Subventions et des contributions :
Subvention ou bourse octroyée s'appliquant à plus d'un exercice financier. (2017-2018 à 2022-2023)
Background (The needs)
1. Tremendous volumes of genomics/epigenomics data in public resources are generated with substantial effort of the research community, e.g. the Encyclopedia of DNA Elements (ENCODE) project, The Cancer Genome Atlas (TCGA) project, and the Gene Expression Omnibus (GEO) data repository. How to best utilize such valuable information, becomes critical to conduct biological research in the era of information explosion. Integrate such information in new research needs development of statistical methodologies and software.
2. Ongoing developments in next-generation sequencing (NGS) technologies enable biological experiments to be conducted on much larger scales. This has created new opportunities in biological and medical research, while posing new challenges in analyzing these data.

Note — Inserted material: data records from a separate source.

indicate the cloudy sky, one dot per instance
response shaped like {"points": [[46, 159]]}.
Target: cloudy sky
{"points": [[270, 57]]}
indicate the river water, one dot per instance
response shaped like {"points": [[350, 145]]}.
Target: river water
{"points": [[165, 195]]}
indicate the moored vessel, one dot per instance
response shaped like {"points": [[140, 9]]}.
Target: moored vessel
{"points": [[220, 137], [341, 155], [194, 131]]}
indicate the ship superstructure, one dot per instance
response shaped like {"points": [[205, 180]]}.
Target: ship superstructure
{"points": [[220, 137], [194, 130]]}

Various NGS data of new and complex structures are continuously generated in different applications of NGS technologies. To extract useful information from such data, new statistical methodologies and software are urgently needed.
3. Precision Medicine is a young but rapidly advancing field of healthcare that involves tailoring medical treatments for individual patients based on the context of a patient’s biomarkers. Thus, discovery of biomarkers is the first and most important step for the success of precision medicine. High-throughput technologies (e.g. NGS) enable researchers to cost-efficiently generate data from large numbers of candidate biomarkers. This potentially improves discovery by widening the range of candidates, but requires paying more attention to multiple testing problems. When conducting a biomarker discovery study, similar studies might be conducted by other teams or already published in data repositories mentioned above. How to integrate such information also need development of statistical methodologies.
Proposed research
My proposed research focuses on developing methods and software in:
(1) integrated analysis of time-course multi-type NGS data;
(2) biomarker discovery from integrated analysis of multiple studies.
Topic (1) is to address the needs 1 and 2 described above, it will provide a software tool for integrated analysis of temporal multi-type NGS data, which can be either from a single study or from multiple studies available in public data repositories. It will also provide an approach to integrate temporal data generated with different time systems, and to make them comparable via appropriate standardization and adjustments.
Topic (2) is to address the needs 1 and 3 described above. It will allow researchers to conduct biomarker discovery from individual studies and to make an integrate decision based on all results. Our goal is to maximize power of biomarker discover, while keep the false positive rate under control.
My research will be implemented in R/Bioconductor software, and all researchers can use it in their research.